Are you finding everything you need? Toilet paper? Me neither!
This is all just so crazy, isn’t it?
Just as the US is saying it’s time to open our economy, it’s time for us to open up family conversation again. In Phase Two conversations, we grapple together with honesty about our response to this current reality. Yes, it will require courage and wisdom and we can’t really be certain of the outcomes, but it is exactly what is needed in order to be agile, responsive, and connected in these unprecedented times. To navigate your Phase Two Conversations, we recommend the following activity:
ACTIVITY: A Share and Tag Conversation uses a set of prompts for conversation with your family members (virtual or in-person depending on your circumstances). Instructions are listed in following:
1. Invite your family members to a Phase Two conversation – Schedule a time for your family to connect – for those who are not residing in the same household, plan to connect via video conference. Be sure to share the purpose of the meeting. Sample Script: “These unprecedented times, as difficult as they are, offer an opportunity for our family to connect and have some conversation about what’s most important to us. To this end, I want to suggest we schedule a time to connect in the next week. During this meeting, I’d like to carry out an activity I came across recently. In preparation, open the attached conversation prompts and select two prompts you’d like to share with us during the meeting. I look forward to the opportunity to hear from you all and enjoy some meaningful time together.” Don’t forget to send the Conversation Prompts along with your message!

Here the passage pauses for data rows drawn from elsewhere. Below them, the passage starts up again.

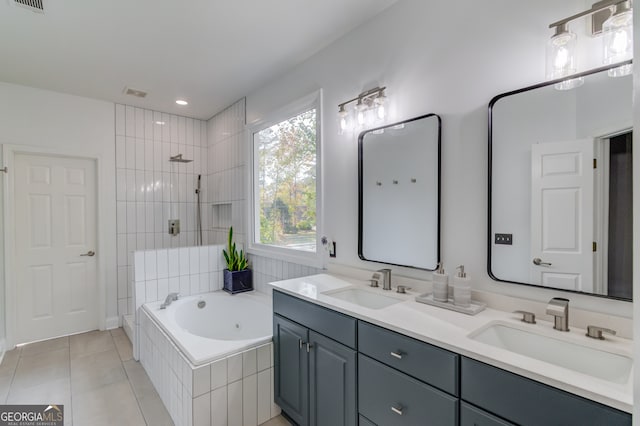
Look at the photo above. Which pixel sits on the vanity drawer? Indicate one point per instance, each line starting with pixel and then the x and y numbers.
pixel 473 416
pixel 334 325
pixel 435 366
pixel 363 421
pixel 524 401
pixel 382 389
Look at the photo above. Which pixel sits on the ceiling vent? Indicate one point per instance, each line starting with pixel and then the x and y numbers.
pixel 135 92
pixel 33 5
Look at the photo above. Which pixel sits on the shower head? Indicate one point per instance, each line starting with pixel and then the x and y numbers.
pixel 178 159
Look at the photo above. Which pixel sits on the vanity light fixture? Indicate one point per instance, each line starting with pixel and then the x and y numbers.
pixel 617 34
pixel 368 110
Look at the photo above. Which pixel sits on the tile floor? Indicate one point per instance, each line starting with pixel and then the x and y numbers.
pixel 93 374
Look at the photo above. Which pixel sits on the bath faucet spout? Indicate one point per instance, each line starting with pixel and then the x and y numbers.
pixel 170 298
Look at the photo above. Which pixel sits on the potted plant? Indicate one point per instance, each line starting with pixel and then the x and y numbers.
pixel 237 276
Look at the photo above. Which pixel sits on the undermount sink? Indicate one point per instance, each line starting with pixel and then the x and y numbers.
pixel 584 359
pixel 365 298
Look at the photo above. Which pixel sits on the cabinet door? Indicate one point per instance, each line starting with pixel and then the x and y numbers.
pixel 291 369
pixel 332 383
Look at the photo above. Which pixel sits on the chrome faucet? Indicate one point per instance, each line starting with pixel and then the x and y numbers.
pixel 170 298
pixel 559 308
pixel 386 278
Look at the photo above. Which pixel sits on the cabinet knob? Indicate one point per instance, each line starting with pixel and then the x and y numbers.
pixel 397 354
pixel 397 410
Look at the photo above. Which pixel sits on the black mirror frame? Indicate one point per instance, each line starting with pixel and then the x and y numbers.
pixel 360 187
pixel 490 168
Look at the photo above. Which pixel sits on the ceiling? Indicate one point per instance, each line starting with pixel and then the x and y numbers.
pixel 209 52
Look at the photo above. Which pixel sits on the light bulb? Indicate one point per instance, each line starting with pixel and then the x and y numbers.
pixel 617 39
pixel 561 54
pixel 561 61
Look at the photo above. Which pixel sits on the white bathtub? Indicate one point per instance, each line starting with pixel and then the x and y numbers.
pixel 227 324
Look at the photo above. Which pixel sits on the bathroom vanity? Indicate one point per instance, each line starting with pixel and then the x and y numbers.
pixel 344 362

2. Open the Conversation Prompts and prepare your own thoughts. Save any major business or estate related updates you may have considered sharing with your family members for a separate conversation. This meeting is simply about connecting meaningfully with your family members.
Consider your approach for this conversation with your family members. A NY Times article, “The Stories That Bind Us“ summarizes research from Emory University that illustrates the idea that there are three different ways people share stories with their family members – these styles are captured below:
“Ascending Narrative” – Things just get better and better for us.
“Descending Narrative” – Things just get worse and worse for us.
“Oscillating Narrative” – We’ve had our ups and downs, but through it all we’ve always stuck together as a family.
In the Emory research study, children who were told family stories in an oscillating narrative style had the strongest self-confidence and, more specifically, they have what the researchers term, “a strong intergenerational self.” The lesson we learn from this research is that, while it’s good to share our highlights and positivity with family members, it’s also essential to share honestly about our experience of the tough times – and the current situation is certainly qualifies.
As leaders in our families, we often feel pressure to present a stoic, ‘I’ve got everything under control’ front in an effort to offer reassurance, but one way we can model leadership is to authentically share appropriate bits about the challenges we experience along the way so that our family members, especially those in rising generations, can learn from the values you lean into during hard times. So prepare to show up ready to share in the spirit of the “oscillating narrative”.
3. Gather your family and play the video below as an introduction to your meeting. If you are meeting via digital video, screen share this video when you are ready to begin the activity. If you are meeting together, print the conversation prompt cards and bring them along to your meeting.
4. Thank your family members, by email or text, for attending the meeting, and be sure to follow-up promptly on any parking lot items.